Healthy Cities 21st Century

The value of collaborative working

If planners are to help create healthy communities they need to work with the range of other professionals and practitioners that also have a role. There are a number of benefits that can come from a commitment to practise collaborative working. These include:

  • Helping to meet corporate objectives and aspirations
  • Sharing and potential pooling of capacity and resources
  • Sharing an evidence base
  • Engaging communities in a coordinated way
  • Developing a shared understanding of the challenges and potential solutions
  • Assessing the health impact of proposed policies, strategies and development
  • Aligning strategies to avoid duplication and unintended consequences
  • Working more effectively with elected members.

Previous work by the TCPA has found that one of the most effective ways of helping to facilitate better joint working is to appoint someone to do it. These specialist postholders report that their role has been vital to:

  • help public health staff to understand and engage effectively with the planning process and other council regulatory functions
  • increase planners’ understanding of health inequalities
  • break down language and jargon barriers across both professions.

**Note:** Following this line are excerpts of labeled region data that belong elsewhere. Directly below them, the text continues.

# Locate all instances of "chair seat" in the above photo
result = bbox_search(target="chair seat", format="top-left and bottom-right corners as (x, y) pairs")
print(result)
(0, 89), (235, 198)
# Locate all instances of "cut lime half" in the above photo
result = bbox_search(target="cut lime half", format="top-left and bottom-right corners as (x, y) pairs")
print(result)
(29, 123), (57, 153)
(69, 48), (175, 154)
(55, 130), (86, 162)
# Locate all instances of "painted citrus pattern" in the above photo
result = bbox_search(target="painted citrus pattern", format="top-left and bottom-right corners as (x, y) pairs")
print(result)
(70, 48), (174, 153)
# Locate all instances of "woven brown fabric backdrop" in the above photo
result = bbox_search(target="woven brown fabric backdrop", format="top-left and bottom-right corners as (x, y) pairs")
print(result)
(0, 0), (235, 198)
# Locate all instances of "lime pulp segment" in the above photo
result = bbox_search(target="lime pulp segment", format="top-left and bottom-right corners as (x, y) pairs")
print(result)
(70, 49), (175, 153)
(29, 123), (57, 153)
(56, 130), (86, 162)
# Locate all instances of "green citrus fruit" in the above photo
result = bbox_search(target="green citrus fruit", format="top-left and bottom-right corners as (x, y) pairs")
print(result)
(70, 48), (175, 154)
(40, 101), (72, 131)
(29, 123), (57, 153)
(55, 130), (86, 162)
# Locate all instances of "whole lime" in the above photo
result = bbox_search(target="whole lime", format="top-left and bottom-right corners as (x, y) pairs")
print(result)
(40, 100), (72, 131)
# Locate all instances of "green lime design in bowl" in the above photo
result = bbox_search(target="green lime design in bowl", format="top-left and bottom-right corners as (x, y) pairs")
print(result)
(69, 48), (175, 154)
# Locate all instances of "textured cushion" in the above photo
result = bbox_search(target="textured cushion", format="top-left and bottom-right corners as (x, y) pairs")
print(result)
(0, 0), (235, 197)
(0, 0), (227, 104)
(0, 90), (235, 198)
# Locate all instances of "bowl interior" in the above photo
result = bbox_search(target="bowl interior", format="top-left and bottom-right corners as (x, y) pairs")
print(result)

Public health and planning collaborating for better health

In 2010 Knowsley Council, in north west England, created a Health and Regeneration Project Officer post with the Department of Regeneration, Economy and Skills. The purpose of the post is to promote health in all aspects of planning and regeneration.

Successes include:

  • embedding health principles into local planning documents and major regeneration projects by doing a health impact assessment (HIA) – this has strengthened the council’s focus on promoting physical activity, protecting green space, providing areas for food production and responding to the health impacts of climate change – for example, by increasing the amount of shaded areas
  • getting large groups of officers and residents together to understand the likely health impact of developments, to discuss the pros and cons, and to consider any other issues that had not been talked about previously – leading to better quality developments.

The postholder, Cath Taylor, says:

‘Since I started in 2010 I’ve sat with planning policy/strategy, regeneration, housing and environmental health. This has really helped to make contacts, to identify opportunities for joint-working and to make sure that people understand the links between their work and the public’s health.’